In the book of Proverbs, Solomon repeatedly reminds his son to listen, such as in chapter 4:1: “Listen, my son, to a father’s instruction; pay attention and gain understanding” (see also Prov. 1:8, 4:10, etc.). He urges listening because He knows that God uses parents, and other authority figures, in the lives of children to point them to know Christ. Children learn God’s ways through their parents, and through the other Christian adults that He places into their lives.

Solomon is also aware that children (and adults too!) have little idol factories going on in their hearts. Their inclination is to be king on their own little thrones and prone to thinking that their short life experiences teach them enough to make up their own mind on how things should go. I am my own boss; I choose when I get to speak and I’ll choose when I wish to be quiet and listen. I serve myself and my own needs…rather than God and the authority figures God has placed in my life.

Now, maybe that seems to be going too deep. Our children are not likely to say, “Oh yes, my speaking out of turn or interrupting my adult instructor… yep, that’s clearly idolatry. I should stop setting up myself as the little god in my life.”

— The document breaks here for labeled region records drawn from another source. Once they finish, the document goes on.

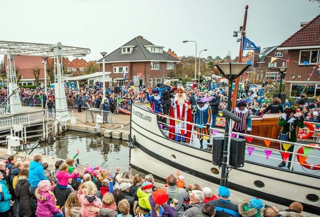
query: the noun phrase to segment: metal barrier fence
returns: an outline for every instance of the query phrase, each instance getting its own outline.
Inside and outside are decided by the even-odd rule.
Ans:
[[[86,110],[86,123],[96,121],[97,115],[99,115],[103,117],[103,123],[109,123],[109,127],[113,125],[112,117],[113,114],[110,111],[102,111],[98,109],[90,109]]]

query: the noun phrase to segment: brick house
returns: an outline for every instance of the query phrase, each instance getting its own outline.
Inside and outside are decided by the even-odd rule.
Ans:
[[[319,96],[320,14],[307,23],[302,23],[301,26],[278,49],[287,54],[288,60],[285,88],[290,90],[290,97],[298,97],[305,86],[304,93],[308,97]]]
[[[140,86],[145,84],[155,86],[163,82],[169,72],[176,72],[177,63],[180,62],[174,52],[169,50],[169,54],[163,51],[164,47],[153,44],[141,36],[137,36],[105,57],[105,71],[111,72],[114,85],[123,84],[124,71],[126,81],[140,75]],[[102,61],[101,59],[97,62],[101,64],[101,71]]]

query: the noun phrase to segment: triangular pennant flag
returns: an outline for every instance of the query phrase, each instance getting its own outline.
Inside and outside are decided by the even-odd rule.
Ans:
[[[248,147],[248,153],[249,154],[249,156],[251,155],[251,154],[254,151],[254,148],[253,147]]]
[[[264,150],[264,153],[266,154],[267,160],[268,160],[268,159],[269,159],[269,157],[270,157],[270,155],[272,154],[272,151],[271,150]]]
[[[251,142],[251,141],[252,141],[252,139],[253,139],[253,138],[249,137],[249,136],[246,136],[245,138],[249,142]]]
[[[310,151],[311,151],[311,148],[309,148],[309,147],[303,147],[303,153],[305,155],[305,157],[308,157],[308,155],[309,154],[309,153],[310,153]]]
[[[263,140],[264,141],[264,143],[266,144],[266,146],[267,146],[267,147],[269,148],[271,141],[267,139],[264,139]]]
[[[287,144],[286,143],[283,143],[282,146],[283,146],[283,148],[285,150],[288,151],[288,149],[291,146],[290,144]]]
[[[298,158],[298,160],[299,160],[299,163],[300,164],[300,165],[302,165],[302,164],[305,162],[306,160],[307,160],[307,158],[308,158],[308,157],[304,157],[303,156],[300,156]]]
[[[285,163],[287,162],[287,159],[288,159],[290,155],[290,154],[288,152],[281,152],[281,155],[282,155],[282,159],[283,159],[283,160],[284,161],[285,161]]]
[[[278,59],[279,58],[276,58],[275,57],[271,57],[271,60],[270,62],[270,63],[272,63],[272,62],[273,62],[274,60]]]

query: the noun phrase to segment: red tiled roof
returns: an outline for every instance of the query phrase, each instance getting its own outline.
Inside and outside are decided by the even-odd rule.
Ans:
[[[320,14],[282,42],[279,47],[320,45]]]

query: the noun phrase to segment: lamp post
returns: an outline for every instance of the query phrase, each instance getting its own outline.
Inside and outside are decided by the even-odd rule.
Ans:
[[[42,63],[45,65],[45,93],[46,93],[46,95],[48,95],[47,94],[47,59],[48,57],[42,57],[44,59],[44,61]]]
[[[196,62],[195,63],[195,80],[197,79],[197,41],[183,41],[182,42],[186,43],[189,42],[196,43]]]
[[[280,94],[281,94],[281,86],[282,86],[282,77],[285,74],[286,70],[288,68],[287,67],[278,67],[278,70],[280,72],[280,87],[279,87],[279,98],[280,98]]]
[[[201,63],[201,52],[203,51],[207,51],[207,49],[200,51],[199,53],[199,71],[198,71],[198,86],[200,86],[200,63]]]
[[[227,110],[231,110],[231,87],[232,81],[240,76],[250,65],[245,63],[219,63],[215,65],[218,70],[229,81],[228,90],[228,102],[227,104]],[[226,172],[227,169],[227,162],[228,159],[228,145],[229,143],[229,118],[226,117],[226,126],[224,130],[224,142],[223,143],[223,154],[222,156],[222,165],[221,165],[221,177],[220,178],[220,185],[226,186]]]
[[[103,76],[102,76],[102,81],[103,81],[103,83],[102,83],[102,86],[103,86],[103,89],[102,90],[102,94],[103,95],[103,97],[102,97],[102,102],[104,102],[104,98],[105,98],[105,80],[104,76],[105,76],[105,66],[104,65],[104,63],[105,63],[105,60],[104,60],[104,57],[105,56],[105,55],[106,55],[106,52],[100,52],[100,54],[102,55],[103,57],[103,59],[102,59],[102,73],[103,73]]]

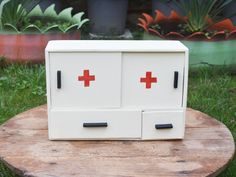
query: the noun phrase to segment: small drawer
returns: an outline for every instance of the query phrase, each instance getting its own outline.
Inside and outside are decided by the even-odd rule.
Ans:
[[[49,139],[140,139],[141,115],[136,110],[51,110]]]
[[[142,139],[182,139],[184,137],[184,111],[143,112]]]

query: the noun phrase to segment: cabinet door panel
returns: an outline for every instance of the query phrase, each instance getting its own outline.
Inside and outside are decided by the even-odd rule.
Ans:
[[[182,107],[184,53],[124,53],[122,106]]]
[[[52,107],[120,107],[120,53],[51,53]]]

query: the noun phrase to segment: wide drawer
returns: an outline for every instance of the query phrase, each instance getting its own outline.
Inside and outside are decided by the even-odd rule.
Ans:
[[[145,111],[142,115],[142,139],[182,139],[184,111]]]
[[[49,111],[49,139],[140,139],[141,111]]]

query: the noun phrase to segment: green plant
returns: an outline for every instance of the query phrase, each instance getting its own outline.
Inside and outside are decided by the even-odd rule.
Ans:
[[[3,0],[0,5],[0,29],[7,23],[21,28],[26,23],[29,12],[39,2],[40,0]]]
[[[59,14],[52,4],[44,12],[37,3],[29,0],[3,0],[0,4],[0,30],[16,33],[70,32],[80,29],[88,21],[83,12],[72,16],[72,8]]]
[[[175,0],[176,5],[186,15],[186,26],[188,32],[202,32],[211,24],[222,21],[228,17],[222,16],[224,8],[233,0]],[[232,14],[233,16],[235,14]],[[209,23],[210,21],[210,23]]]

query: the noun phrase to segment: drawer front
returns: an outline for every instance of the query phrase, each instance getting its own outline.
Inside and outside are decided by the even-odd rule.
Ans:
[[[143,139],[182,139],[185,118],[183,111],[143,112]]]
[[[141,111],[51,111],[49,139],[140,139]]]
[[[184,53],[124,53],[122,105],[181,108],[184,60]]]
[[[121,53],[50,53],[51,107],[117,108]]]

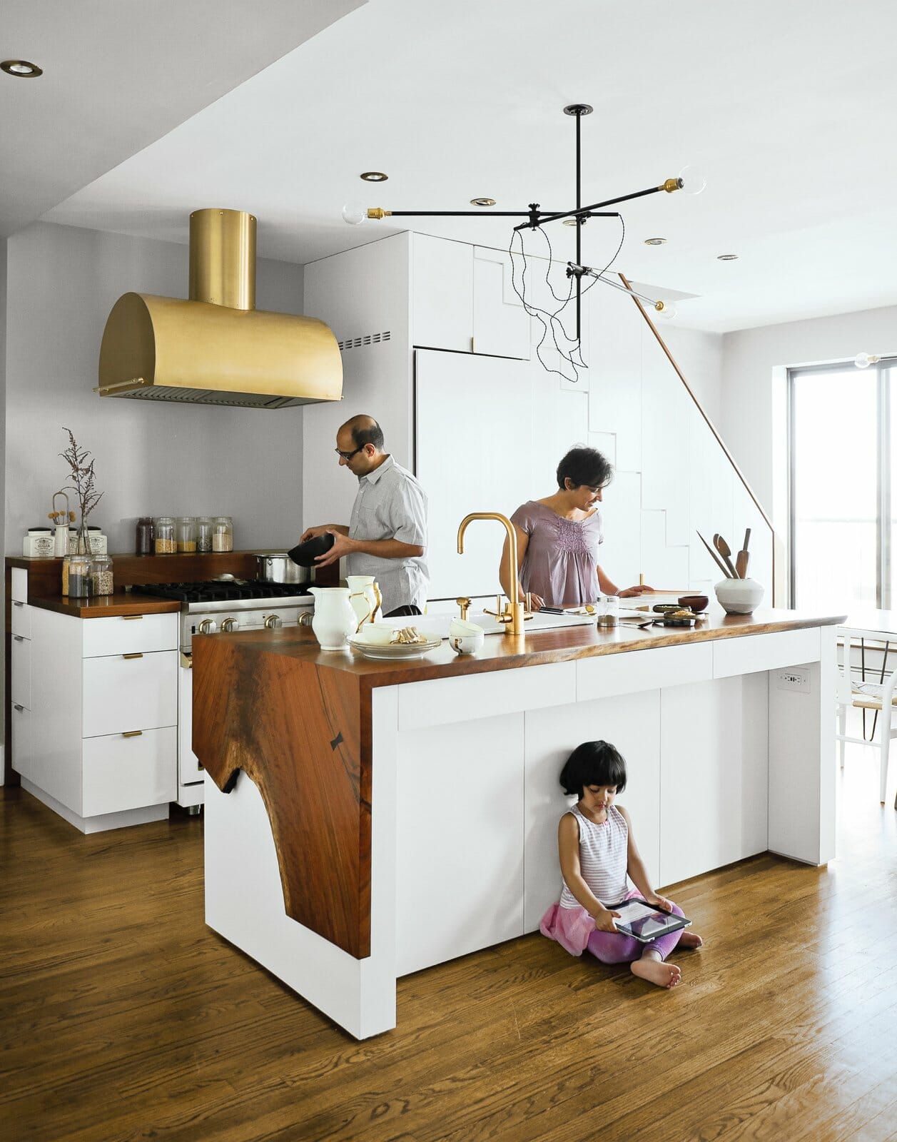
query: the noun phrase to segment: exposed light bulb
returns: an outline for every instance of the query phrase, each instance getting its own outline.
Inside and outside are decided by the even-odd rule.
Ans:
[[[366,217],[367,207],[363,207],[361,202],[347,202],[342,208],[342,220],[350,226],[359,226]]]
[[[682,194],[700,194],[706,184],[706,175],[701,167],[682,167],[679,171],[679,190]]]
[[[672,301],[655,301],[654,312],[658,317],[663,317],[664,321],[672,321],[672,319],[677,315],[678,309]]]

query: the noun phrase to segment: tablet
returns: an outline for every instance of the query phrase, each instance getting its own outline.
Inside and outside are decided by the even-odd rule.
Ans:
[[[692,923],[685,916],[665,912],[662,908],[656,908],[639,896],[624,900],[621,904],[613,904],[609,911],[620,912],[620,919],[614,920],[617,932],[631,935],[640,943],[650,943],[658,935],[678,932]]]

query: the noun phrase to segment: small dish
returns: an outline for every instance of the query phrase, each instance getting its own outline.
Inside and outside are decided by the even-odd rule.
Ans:
[[[363,638],[349,638],[349,646],[361,651],[365,658],[379,658],[387,660],[403,658],[421,658],[431,650],[442,646],[442,638],[428,638],[425,643],[375,643],[365,642]]]

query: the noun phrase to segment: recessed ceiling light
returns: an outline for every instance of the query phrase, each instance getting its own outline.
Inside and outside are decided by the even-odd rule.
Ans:
[[[17,79],[37,79],[43,74],[43,69],[37,64],[30,64],[27,59],[3,59],[0,70],[7,75],[15,75]]]

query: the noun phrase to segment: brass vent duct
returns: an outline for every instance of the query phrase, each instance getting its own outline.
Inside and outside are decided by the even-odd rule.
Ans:
[[[189,299],[124,293],[99,351],[100,396],[284,408],[342,396],[342,360],[323,321],[256,309],[256,218],[196,210]]]

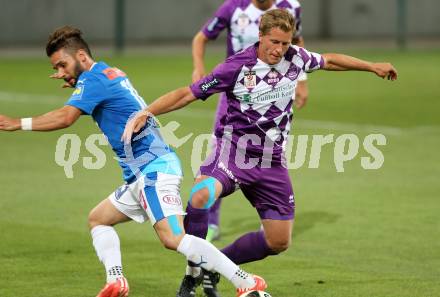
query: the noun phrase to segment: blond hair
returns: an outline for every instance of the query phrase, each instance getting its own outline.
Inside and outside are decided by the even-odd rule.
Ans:
[[[269,10],[260,20],[260,33],[267,35],[273,28],[279,28],[284,32],[295,34],[295,18],[285,9]]]

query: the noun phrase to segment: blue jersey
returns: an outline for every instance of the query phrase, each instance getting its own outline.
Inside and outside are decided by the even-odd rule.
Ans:
[[[66,105],[91,115],[107,137],[119,158],[124,179],[132,182],[139,172],[165,171],[181,174],[177,157],[163,141],[153,118],[133,135],[131,144],[121,141],[125,125],[136,112],[147,107],[124,72],[103,62],[95,63],[78,78],[76,88]]]

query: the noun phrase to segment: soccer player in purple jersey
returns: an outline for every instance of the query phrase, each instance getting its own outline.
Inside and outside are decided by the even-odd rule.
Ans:
[[[124,141],[130,141],[132,133],[139,131],[149,116],[226,92],[225,131],[216,150],[200,167],[184,224],[188,233],[205,238],[209,207],[215,199],[240,188],[256,208],[263,228],[242,235],[222,250],[237,264],[277,255],[291,243],[295,199],[283,156],[298,76],[319,69],[358,70],[397,79],[390,63],[372,63],[341,54],[320,55],[291,45],[294,30],[294,18],[287,11],[266,12],[258,43],[229,57],[191,86],[158,98],[127,124],[123,134]],[[200,270],[187,267],[181,289],[194,284],[189,279],[204,273]],[[193,296],[181,291],[177,296]],[[219,296],[215,286],[208,296]]]
[[[284,8],[295,17],[295,34],[292,43],[304,47],[301,35],[301,5],[296,0],[227,0],[193,39],[192,56],[194,71],[193,82],[200,80],[205,75],[204,53],[206,44],[217,39],[219,34],[227,29],[226,50],[227,57],[253,45],[258,41],[258,25],[261,16],[270,9]],[[308,97],[306,74],[301,74],[298,79],[295,96],[295,106],[301,108]],[[214,139],[220,138],[223,133],[225,115],[227,110],[226,94],[220,95],[214,121]],[[215,143],[215,142],[214,142]],[[208,241],[220,237],[220,206],[222,199],[216,200],[209,209]]]

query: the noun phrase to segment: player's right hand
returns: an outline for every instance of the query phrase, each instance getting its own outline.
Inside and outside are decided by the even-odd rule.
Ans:
[[[131,142],[133,133],[139,132],[142,127],[147,123],[147,119],[150,116],[150,112],[147,110],[139,111],[131,120],[125,125],[124,133],[122,134],[121,141],[125,144]]]

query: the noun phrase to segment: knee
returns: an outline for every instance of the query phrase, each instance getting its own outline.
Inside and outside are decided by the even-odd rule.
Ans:
[[[287,250],[292,244],[292,240],[290,237],[283,238],[267,238],[267,245],[274,253],[282,253]]]

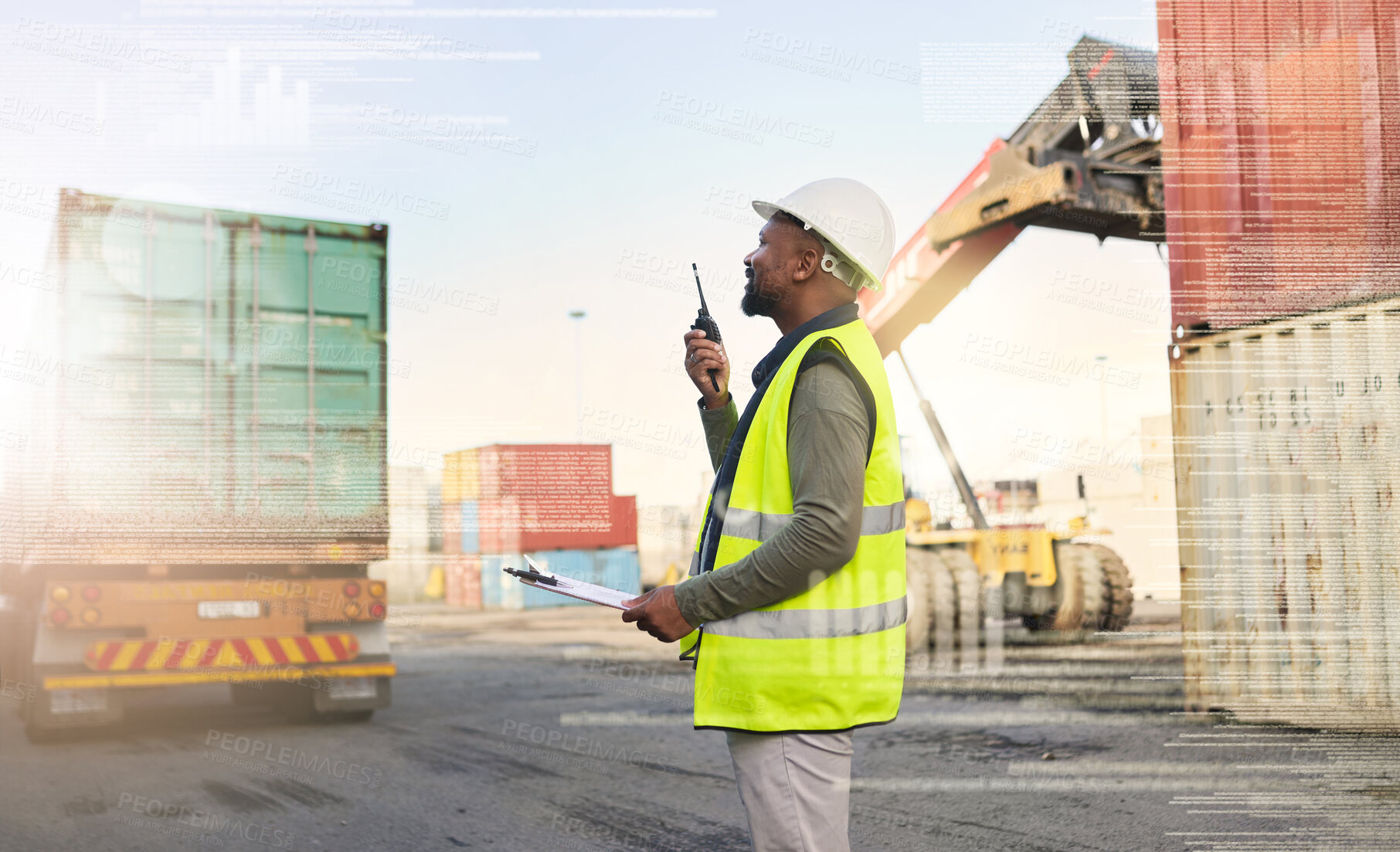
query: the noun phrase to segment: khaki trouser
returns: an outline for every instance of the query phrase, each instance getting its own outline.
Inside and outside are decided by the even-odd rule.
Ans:
[[[753,852],[850,852],[850,730],[725,737]]]

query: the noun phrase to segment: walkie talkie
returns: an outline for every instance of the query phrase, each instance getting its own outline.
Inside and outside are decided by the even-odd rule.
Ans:
[[[700,291],[700,313],[696,315],[696,322],[690,327],[704,332],[706,340],[714,340],[715,343],[720,343],[721,340],[720,323],[714,322],[714,318],[710,316],[710,309],[704,304],[704,288],[700,287],[700,270],[696,269],[694,263],[690,264],[690,270],[696,274],[696,290]],[[720,371],[711,369],[708,372],[710,372],[710,385],[714,386],[715,393],[720,393],[720,382],[718,379],[714,378],[715,374]]]

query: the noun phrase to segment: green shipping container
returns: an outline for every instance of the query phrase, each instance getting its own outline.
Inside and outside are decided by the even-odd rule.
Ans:
[[[0,355],[29,436],[6,464],[6,561],[384,558],[386,243],[64,190],[62,292]]]

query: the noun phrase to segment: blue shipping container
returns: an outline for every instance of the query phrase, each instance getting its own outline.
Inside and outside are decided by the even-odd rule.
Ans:
[[[641,564],[636,547],[603,550],[542,550],[529,554],[535,562],[560,576],[641,595]],[[482,606],[491,610],[532,610],[557,606],[596,606],[553,592],[535,589],[505,574],[504,568],[526,567],[524,555],[482,557]]]

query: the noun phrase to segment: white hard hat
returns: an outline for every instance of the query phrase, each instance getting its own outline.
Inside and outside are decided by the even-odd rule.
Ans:
[[[895,217],[875,190],[850,178],[823,178],[777,201],[753,201],[763,218],[783,211],[802,220],[826,246],[822,269],[850,287],[879,290],[895,256]]]

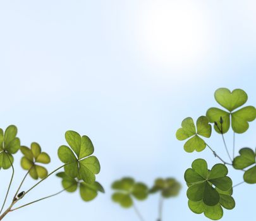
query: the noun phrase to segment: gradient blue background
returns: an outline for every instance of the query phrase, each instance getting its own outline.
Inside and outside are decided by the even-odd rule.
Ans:
[[[188,4],[181,3],[185,8]],[[208,37],[194,62],[179,57],[178,63],[172,51],[165,52],[172,56],[161,63],[162,56],[142,46],[144,40],[150,41],[143,39],[138,24],[153,3],[168,9],[162,0],[0,2],[1,127],[16,125],[23,145],[39,142],[52,157],[49,171],[61,165],[56,153],[66,130],[87,134],[102,166],[97,180],[106,191],[91,203],[82,201],[77,192],[63,193],[11,213],[6,221],[137,220],[132,209],[111,201],[112,181],[124,176],[149,184],[157,177],[175,177],[183,188],[178,198],[166,201],[164,220],[207,220],[186,206],[183,172],[196,158],[207,158],[210,167],[219,161],[207,149],[186,153],[175,132],[185,117],[197,117],[217,105],[213,93],[219,87],[243,88],[248,104],[255,105],[256,3],[190,1],[202,13],[205,26],[200,32]],[[189,41],[190,35],[184,38]],[[255,147],[255,131],[253,122],[236,136],[236,150]],[[227,136],[231,146],[232,134]],[[209,143],[228,159],[221,137],[214,133]],[[25,174],[19,169],[21,155],[15,157],[11,193]],[[1,170],[1,200],[10,176],[11,170]],[[234,183],[242,181],[240,171],[231,176]],[[23,189],[34,182],[28,179]],[[61,189],[52,176],[23,201]],[[236,188],[236,208],[225,210],[223,220],[254,217],[255,191],[255,186]],[[155,196],[137,203],[147,220],[155,220],[157,200]]]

Nevertheless, the Bible is clear; that’s what’s happening. And that’s where we, as parents, need to go when our children demonstrate a lack of respect for their adult instructors. Otherwise, we just end up putting a Band-Aid on the “sore.” Going to the “heart of the matter” is the only way to bring lasting change.

Big impact, for good or ill

I would also add this thought: as our children get older, they end up in learning situations that go beyond the regular school classroom. In our communities we “leverage” adults who are not qualified teachers. These include coaches, bakers, artists, woodworkers, driving instructors, 4H leaders, horticulturalists, runners, bosses…you name it. When you add up the number of adults that are instructing our youth from middle school onwards, the list is actually quite long.

How much more reason to train our children that interrupting adult instructors by blurting, having our own private conversations, rolling the eyes, a disparaging look, a bored countenance, etc., is not only unacceptable as a child of the Lord but it also becomes very wearisome on those that are doing the teaching, who, in many cases, are giving their time as a gift to the school. Any experienced teacher will tell you that having students that lack the self-control to actively listen to 5-10 minutes of instruction can really drag down the learning environment and also leads to distracting the attention of others.

Getting the conversations started

So, is this issue something new? No, not really. Wherever you have a group of excited students together, the inclination and temptation to be distracted is always there. At the same time, I think this issue probably sits in our parental “blind spot” at times and I do think it needs our attention.

Regular conversation and a checking in with our children can make a big difference for all the instructors that show up in our children’s lives. We can ask them a question like:

  • “How was your focus and attention in class today?”
  • “What strategies are you using to eliminate distractions?”
  • “Are you standing or sitting away from friends that you know will lead you to disrupt the class”?
  • “Do you take the time to apologize to your teacher when you are disciplined for disrupting classroom instruction (or for any other misbehavior for that matter)?”
  • “Do you show respect to the adults (and peers) in your life with your words, body language, and written communications?”

This is worth making a regular topic of conversation at home, and not so that our kids can be “good kids.” What we really want is to help them learn to think Christianly about their attitude towards authority, and in particular, how they listen to instruction.